The other important point is about planning. Getting a Document Signing Certificate from one of the very few CA that are in the Adobe Approved Trust List (AATL), has required a lot of time spent writing emails, and going through a paper-based process. It can take from a few days to a few weeks between the purchase order, the test certificate issuance, and the actual certificate delivery. Plan your releases accordingly.

The last challenge for the certificate issuance was to be able to provide the Certification Authority with a proper Certificate Signing Request (CSR), in order for them to issue the public certificate. It took us quite some Googling to understand how to write a CSR generator that would leverage the Google KMS API (we got our initial inspiration from this one )

What about resilience and private keys backup?

By its nature, a HSM will not release private key information and as a consequence the loss of a HSM means the loss of all private key material contained in it. On a traditional HSM, a full backup of the HSM is possible through an encrypted token and a specific protocol defined by the HSM manufacturer.

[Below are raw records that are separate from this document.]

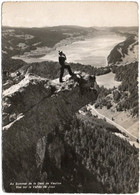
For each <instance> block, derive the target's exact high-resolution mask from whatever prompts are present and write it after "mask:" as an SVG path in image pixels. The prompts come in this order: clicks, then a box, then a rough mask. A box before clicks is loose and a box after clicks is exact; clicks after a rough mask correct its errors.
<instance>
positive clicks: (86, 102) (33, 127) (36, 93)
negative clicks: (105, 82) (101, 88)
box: [3, 74, 97, 192]
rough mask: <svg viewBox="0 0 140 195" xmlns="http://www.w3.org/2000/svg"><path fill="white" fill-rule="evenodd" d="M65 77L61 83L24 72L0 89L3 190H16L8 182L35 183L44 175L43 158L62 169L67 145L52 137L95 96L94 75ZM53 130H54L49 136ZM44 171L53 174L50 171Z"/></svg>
mask: <svg viewBox="0 0 140 195" xmlns="http://www.w3.org/2000/svg"><path fill="white" fill-rule="evenodd" d="M65 79H67V81H66V82H65V83H62V84H60V83H59V82H58V79H55V80H47V79H45V78H41V77H39V76H34V75H30V74H27V75H26V76H25V78H24V79H22V80H21V81H20V82H19V83H17V84H15V85H13V86H11V87H10V88H8V89H6V90H5V91H4V92H3V119H4V120H3V181H4V189H5V190H6V191H9V192H10V191H12V192H14V191H16V189H14V187H12V186H10V185H9V184H10V182H31V181H32V182H35V181H37V182H38V180H40V179H41V177H43V176H42V174H41V171H42V169H44V168H43V167H44V166H45V165H44V160H45V158H48V159H49V160H48V161H47V163H51V162H53V163H54V167H56V170H58V171H60V170H61V164H62V156H63V157H64V156H65V155H64V154H65V153H66V149H65V148H66V146H65V145H64V143H63V142H62V140H61V138H60V137H59V136H55V135H56V132H57V131H58V129H59V128H61V126H62V125H66V124H67V122H68V121H69V120H71V118H72V117H73V115H74V114H75V112H76V111H78V110H79V109H80V108H81V107H83V106H84V105H86V104H88V103H89V102H91V101H95V100H96V98H97V91H96V90H95V89H94V84H95V82H94V78H93V77H89V76H88V75H86V74H85V75H81V76H80V75H79V76H75V77H73V78H67V77H65ZM54 129H55V133H54V134H53V135H50V134H49V133H51V132H53V131H54ZM54 137H55V138H54ZM46 148H47V149H46ZM49 166H50V165H48V166H47V167H49ZM45 167H46V166H45ZM52 169H53V168H51V169H50V170H51V171H53V170H52ZM43 173H44V174H46V173H47V174H50V175H53V173H52V172H51V173H48V172H46V171H45V172H43ZM50 177H51V176H50ZM68 191H69V190H68Z"/></svg>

The Google Cloud HSM Service is a managed service, where you don’t need to worry about the operations management such as clustering, patching, scaling… The resilience of the key is ensured by an actual HSM cluster managing your key, and only a huge failure of the full cluster at the same time will expose you to the loss of your private key.

So, what if it still happens ? One way to manage it would be to have a service redundancy, in different regions, to make sure you will never face a service interruption. This high availability would have a cost though, since you would need 2 sets of private keys, with 2 issued public certificates from your CA. You would have to balance the cost of having redundancy versus the cost of the loss of the service for a period of time. In our case, we are sealing documents as a background operation, and we found it totally acceptable to cope with a short interruption of service without data loss.

Keys and HSM

Security is one of the main concerns when it comes to private keys management, particularly in a world of increasing cyber threats, and we were very interested by the announcement of the release of Google’s own HSM back in August 2018. We had a deep look, even as the first version of our e-signature was going live.

We are still a young startup, and we found it very exciting to have access to a HSM as a commodity service. Storing securely our private keys without putting our budget in jeopardy became a no brainer!

We think that all companies, not just startups, should strongly consider using those technologies. This is a way to a better, more secure document exchange, and Internet. Hardware Security Modules, and particularly Google Cloud HSM, should be part of your toolkit.